После воронежской ссылки Мандельштам пытался зацепиться за Москву. Он пришел к генеральному секретарю Союза писателей СССР Владимиру Ставскому, тот был занят и не принял поэта. Из Союза Мандельштам отправился в Литфонд, и там, на лестнице, с ним случился приступ стенокардии. Вызвали «скорую». Потом, позже, из подмосковных прибежищ, из Калининской области — отовсюду, где поэт находил себе временный приют, он наезжал в Москву и пытался попасть на прием к Ставскому.
Да, не принял. Но ведь и не отмахнулся, в конце концов. Ставский адресовал Мандельштама своему заместителю Лахути. Тот, приветливый и внимательный, старался хоть что-то сделать для опального поэта, даже оформил ему командировку от Союза на Беломорканал, умоляя написать хоть какой-нибудь стишок про великую стройку. Лахути хотел организовать творческий вечер поэта. Подключился вроде бы и Ставский, но, видимо, это оказалось выше его власти.
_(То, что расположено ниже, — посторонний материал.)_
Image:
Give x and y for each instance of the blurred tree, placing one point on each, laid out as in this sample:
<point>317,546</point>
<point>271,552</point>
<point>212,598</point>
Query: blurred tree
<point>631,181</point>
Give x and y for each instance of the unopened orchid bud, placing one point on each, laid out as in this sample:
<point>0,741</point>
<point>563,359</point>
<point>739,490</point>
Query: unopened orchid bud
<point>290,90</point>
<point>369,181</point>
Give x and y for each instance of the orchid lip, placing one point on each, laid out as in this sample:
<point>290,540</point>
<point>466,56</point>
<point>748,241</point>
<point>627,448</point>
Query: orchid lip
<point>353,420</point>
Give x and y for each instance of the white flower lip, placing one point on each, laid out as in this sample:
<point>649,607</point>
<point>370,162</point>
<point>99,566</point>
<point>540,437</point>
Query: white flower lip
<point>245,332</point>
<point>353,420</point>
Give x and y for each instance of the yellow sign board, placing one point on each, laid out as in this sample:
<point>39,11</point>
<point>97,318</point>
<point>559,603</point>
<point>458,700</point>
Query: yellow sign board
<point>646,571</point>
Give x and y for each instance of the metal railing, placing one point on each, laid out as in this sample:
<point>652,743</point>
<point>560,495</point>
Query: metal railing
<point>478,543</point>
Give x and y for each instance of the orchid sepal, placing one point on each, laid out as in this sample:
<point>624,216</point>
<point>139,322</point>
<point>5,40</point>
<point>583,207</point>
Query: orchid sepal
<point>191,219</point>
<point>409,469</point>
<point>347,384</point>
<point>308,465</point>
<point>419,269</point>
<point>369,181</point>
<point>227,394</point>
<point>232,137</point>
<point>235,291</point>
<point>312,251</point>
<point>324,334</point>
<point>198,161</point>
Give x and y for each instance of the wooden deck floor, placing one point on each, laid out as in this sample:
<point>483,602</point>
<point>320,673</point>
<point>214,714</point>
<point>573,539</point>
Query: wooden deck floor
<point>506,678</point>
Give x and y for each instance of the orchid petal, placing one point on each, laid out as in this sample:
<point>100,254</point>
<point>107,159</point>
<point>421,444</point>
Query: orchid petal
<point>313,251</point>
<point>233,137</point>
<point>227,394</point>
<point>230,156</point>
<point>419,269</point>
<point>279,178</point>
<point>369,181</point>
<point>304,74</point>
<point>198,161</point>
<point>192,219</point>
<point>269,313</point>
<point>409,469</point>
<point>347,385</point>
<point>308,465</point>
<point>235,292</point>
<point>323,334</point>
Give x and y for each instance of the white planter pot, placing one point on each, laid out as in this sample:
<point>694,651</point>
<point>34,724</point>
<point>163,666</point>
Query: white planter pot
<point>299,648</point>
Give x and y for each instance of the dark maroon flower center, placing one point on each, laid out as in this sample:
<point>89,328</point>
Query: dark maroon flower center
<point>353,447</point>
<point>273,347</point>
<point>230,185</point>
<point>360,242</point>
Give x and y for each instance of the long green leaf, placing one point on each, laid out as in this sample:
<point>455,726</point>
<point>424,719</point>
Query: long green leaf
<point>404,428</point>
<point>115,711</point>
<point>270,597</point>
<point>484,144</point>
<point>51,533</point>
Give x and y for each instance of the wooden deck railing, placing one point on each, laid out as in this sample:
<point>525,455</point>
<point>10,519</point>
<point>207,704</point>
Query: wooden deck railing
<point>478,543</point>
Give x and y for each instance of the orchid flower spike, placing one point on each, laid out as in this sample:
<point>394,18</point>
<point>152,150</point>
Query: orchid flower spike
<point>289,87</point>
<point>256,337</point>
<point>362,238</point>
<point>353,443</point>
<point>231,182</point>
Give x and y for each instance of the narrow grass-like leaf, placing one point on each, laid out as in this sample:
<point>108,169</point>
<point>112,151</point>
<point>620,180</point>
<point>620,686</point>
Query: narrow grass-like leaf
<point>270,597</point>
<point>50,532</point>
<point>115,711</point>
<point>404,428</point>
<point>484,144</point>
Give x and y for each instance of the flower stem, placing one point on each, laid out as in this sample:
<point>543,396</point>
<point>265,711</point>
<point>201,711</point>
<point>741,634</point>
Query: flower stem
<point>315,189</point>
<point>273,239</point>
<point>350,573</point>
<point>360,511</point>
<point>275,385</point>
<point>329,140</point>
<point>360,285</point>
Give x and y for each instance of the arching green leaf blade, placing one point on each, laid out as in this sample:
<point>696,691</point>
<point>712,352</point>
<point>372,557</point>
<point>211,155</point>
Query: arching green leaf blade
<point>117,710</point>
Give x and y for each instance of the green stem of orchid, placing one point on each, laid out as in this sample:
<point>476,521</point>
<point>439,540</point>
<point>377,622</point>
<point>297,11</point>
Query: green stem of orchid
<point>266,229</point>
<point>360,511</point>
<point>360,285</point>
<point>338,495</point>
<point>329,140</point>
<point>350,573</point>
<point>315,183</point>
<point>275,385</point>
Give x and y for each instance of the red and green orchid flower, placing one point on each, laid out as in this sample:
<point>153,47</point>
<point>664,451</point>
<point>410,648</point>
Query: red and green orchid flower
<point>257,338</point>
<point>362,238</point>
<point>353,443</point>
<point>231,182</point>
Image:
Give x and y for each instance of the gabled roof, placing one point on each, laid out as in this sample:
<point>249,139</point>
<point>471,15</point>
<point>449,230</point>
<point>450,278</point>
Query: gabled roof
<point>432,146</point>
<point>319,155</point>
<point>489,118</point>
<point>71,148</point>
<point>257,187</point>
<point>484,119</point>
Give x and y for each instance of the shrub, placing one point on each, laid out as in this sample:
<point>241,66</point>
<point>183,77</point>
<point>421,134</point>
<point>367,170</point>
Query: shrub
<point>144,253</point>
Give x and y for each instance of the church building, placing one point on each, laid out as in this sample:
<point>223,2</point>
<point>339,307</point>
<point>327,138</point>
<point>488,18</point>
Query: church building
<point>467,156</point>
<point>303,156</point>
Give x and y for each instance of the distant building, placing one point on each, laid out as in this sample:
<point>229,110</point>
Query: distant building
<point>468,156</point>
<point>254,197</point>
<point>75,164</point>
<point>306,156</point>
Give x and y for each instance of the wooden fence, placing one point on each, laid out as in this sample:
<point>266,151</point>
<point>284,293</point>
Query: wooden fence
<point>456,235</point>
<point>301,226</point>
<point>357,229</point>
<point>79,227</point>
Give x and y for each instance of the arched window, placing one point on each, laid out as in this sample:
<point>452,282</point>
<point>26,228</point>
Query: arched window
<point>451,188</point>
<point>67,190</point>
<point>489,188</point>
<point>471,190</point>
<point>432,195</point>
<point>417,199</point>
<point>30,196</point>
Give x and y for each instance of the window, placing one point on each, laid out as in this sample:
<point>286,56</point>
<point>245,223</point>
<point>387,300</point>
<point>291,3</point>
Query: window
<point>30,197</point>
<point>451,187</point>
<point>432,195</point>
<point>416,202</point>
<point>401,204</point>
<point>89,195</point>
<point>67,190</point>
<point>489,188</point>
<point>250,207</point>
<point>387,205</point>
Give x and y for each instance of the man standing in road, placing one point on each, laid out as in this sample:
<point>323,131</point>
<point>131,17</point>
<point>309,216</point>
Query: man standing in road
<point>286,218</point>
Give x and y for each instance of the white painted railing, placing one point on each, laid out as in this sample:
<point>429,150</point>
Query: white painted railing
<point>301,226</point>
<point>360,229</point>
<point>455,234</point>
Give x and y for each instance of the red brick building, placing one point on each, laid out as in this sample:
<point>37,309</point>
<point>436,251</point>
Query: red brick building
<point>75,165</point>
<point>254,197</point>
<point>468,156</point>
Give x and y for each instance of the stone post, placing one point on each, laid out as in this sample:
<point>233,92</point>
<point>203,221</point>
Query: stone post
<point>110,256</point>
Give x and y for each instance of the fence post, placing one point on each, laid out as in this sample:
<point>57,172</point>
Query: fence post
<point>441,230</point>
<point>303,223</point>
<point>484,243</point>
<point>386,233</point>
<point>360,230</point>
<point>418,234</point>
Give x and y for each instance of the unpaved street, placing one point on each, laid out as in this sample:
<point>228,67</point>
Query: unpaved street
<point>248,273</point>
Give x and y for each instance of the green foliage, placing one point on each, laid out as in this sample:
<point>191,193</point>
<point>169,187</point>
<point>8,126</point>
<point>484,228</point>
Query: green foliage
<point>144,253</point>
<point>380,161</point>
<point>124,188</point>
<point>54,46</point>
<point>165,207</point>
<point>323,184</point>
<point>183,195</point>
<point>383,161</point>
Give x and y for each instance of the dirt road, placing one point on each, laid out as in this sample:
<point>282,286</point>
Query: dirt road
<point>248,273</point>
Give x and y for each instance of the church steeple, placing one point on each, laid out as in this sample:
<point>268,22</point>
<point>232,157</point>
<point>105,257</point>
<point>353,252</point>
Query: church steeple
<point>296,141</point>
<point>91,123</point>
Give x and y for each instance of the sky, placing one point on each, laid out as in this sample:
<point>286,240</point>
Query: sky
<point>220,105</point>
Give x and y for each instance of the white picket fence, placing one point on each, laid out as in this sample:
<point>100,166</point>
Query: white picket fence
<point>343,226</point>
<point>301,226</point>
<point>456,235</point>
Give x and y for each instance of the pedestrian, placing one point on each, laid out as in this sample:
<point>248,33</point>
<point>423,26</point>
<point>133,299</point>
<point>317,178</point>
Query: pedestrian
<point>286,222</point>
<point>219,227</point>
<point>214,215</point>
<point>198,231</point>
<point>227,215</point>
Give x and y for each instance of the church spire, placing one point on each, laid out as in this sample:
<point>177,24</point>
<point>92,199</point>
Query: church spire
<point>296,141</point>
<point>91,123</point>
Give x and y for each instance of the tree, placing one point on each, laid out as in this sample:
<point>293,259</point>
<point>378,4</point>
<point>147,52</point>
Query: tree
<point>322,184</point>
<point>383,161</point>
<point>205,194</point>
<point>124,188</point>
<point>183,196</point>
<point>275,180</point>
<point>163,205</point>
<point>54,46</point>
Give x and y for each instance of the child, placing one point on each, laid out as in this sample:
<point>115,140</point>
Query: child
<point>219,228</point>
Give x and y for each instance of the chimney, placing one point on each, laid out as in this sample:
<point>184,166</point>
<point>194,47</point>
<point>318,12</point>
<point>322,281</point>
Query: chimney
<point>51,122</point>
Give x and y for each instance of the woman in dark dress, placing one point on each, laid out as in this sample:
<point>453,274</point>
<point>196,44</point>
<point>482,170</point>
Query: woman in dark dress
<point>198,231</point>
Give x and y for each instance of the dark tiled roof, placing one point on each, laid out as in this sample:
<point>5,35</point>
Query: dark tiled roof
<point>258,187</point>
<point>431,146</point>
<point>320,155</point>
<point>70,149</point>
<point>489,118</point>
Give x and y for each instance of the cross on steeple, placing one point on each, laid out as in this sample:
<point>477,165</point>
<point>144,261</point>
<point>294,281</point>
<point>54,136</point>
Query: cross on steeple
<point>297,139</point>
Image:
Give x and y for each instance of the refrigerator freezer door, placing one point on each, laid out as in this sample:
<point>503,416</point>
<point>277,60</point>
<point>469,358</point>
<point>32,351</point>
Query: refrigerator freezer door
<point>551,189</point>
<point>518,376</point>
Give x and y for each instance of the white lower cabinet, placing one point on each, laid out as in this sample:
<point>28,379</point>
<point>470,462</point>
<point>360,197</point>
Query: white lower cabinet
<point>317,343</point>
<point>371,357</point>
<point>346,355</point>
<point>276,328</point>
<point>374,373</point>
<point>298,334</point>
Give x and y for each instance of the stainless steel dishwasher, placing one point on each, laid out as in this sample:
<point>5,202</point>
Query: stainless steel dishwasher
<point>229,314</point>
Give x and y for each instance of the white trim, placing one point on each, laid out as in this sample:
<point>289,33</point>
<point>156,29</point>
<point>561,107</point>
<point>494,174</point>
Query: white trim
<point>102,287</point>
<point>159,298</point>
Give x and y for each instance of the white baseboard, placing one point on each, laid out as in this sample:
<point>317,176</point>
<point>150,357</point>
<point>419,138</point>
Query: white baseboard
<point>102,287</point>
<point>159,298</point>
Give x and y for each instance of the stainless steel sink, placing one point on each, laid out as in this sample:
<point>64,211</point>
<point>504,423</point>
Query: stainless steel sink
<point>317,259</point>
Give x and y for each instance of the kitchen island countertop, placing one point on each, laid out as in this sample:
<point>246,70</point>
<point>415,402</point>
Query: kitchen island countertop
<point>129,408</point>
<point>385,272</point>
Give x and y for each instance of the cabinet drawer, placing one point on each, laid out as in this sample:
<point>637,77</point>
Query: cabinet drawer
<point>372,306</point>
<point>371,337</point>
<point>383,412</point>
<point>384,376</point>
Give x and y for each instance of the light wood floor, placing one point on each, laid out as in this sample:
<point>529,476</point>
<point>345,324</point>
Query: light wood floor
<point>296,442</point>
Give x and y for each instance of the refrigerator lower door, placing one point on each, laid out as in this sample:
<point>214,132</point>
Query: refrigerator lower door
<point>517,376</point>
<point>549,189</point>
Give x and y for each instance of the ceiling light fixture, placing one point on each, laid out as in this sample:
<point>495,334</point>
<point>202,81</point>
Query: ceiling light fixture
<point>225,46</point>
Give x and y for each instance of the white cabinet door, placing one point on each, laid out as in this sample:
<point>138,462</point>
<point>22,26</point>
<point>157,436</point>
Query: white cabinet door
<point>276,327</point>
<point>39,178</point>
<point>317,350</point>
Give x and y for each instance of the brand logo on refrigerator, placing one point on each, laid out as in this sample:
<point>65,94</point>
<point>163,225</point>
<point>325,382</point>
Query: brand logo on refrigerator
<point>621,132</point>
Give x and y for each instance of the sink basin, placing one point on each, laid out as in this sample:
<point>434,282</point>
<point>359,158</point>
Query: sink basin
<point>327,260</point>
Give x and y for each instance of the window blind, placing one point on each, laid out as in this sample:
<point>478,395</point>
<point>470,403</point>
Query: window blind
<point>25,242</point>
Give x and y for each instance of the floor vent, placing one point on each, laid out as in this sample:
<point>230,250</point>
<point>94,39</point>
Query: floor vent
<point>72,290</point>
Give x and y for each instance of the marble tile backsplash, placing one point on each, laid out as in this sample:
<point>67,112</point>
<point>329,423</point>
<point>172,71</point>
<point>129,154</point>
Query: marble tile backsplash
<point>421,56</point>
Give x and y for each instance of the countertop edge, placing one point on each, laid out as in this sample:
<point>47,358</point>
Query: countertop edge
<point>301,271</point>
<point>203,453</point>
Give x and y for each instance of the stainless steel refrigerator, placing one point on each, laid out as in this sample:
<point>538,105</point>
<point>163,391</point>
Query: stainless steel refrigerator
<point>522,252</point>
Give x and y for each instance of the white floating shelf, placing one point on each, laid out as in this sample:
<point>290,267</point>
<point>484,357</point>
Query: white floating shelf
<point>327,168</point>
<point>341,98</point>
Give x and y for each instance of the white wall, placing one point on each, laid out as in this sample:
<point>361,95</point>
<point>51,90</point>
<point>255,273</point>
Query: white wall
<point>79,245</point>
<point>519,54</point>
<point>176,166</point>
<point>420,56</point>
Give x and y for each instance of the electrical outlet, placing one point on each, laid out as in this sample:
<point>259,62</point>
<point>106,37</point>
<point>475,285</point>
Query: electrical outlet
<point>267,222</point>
Осип Эмильевич и сам понимал небеспредельность писательской власти и ничего утешительного не ждал. Еще давно, в июне 1937-го, он писал:
«Уважаемый тов. Ставский!
Вынужден вам сообщить, что на запрос о моем здоровье вы получили от аппарата Литфонда неверные сведения. Эти сведения резко противоречат письменным справкам пяти врачей от Литфонда и районной городской амбулатории.
Прилагаю подлинные документы и ставлю вопрос: хочу жить и работать; стоит ли сделать минимум реального для моего восстановления?
Если не теперь — то когда?»
Минули лето, осень, зима.
Владимир Петрович вдруг принял Мандельштама — теперь, на пороге весны 1938-го. Он предложил поэту две путевки в дом отдыха «Саматиха» на целых два месяца. «Отсидитесь,— сказал Ставский,— пока не решится вопрос с работой». Милость судьбы! Первая удача за всю московскую жизнь. Не потому ли Ставский и не принимал поэта, что испытывал неловкость, ведь ничего реального предложить прежде не мог?
Фадеева эта новость почему-то расстроила.
— Путевки?.. Куда?.. Кто дал?.. Где это?.. Почему не в писательский дом?
…Это были едва ли не лучшие их дни. Они сами выбрали время отъезда. На станции Черусти, за Шатурой, их, как господ, ждали розвальни с овчиной, лошадки повезли их по скрипучему снегу в двадцатипятиверстный путь. Оказалось, что главврач был предупрежден о приезде, ему велено было создать все условия для отдыха поэта, и он закрыл избу-читальню, чтобы поселить туда прибывших — отдельно от всех, в полном уединении. Главврачу несколько раз звонили из Союза писателей и спрашивали, как поживает Мандельштам.
«Март стоял холодный, и мы слышали, как в лесу трещат сосны. Лежал глубокий снег, и мы первое время ходили на лыжах».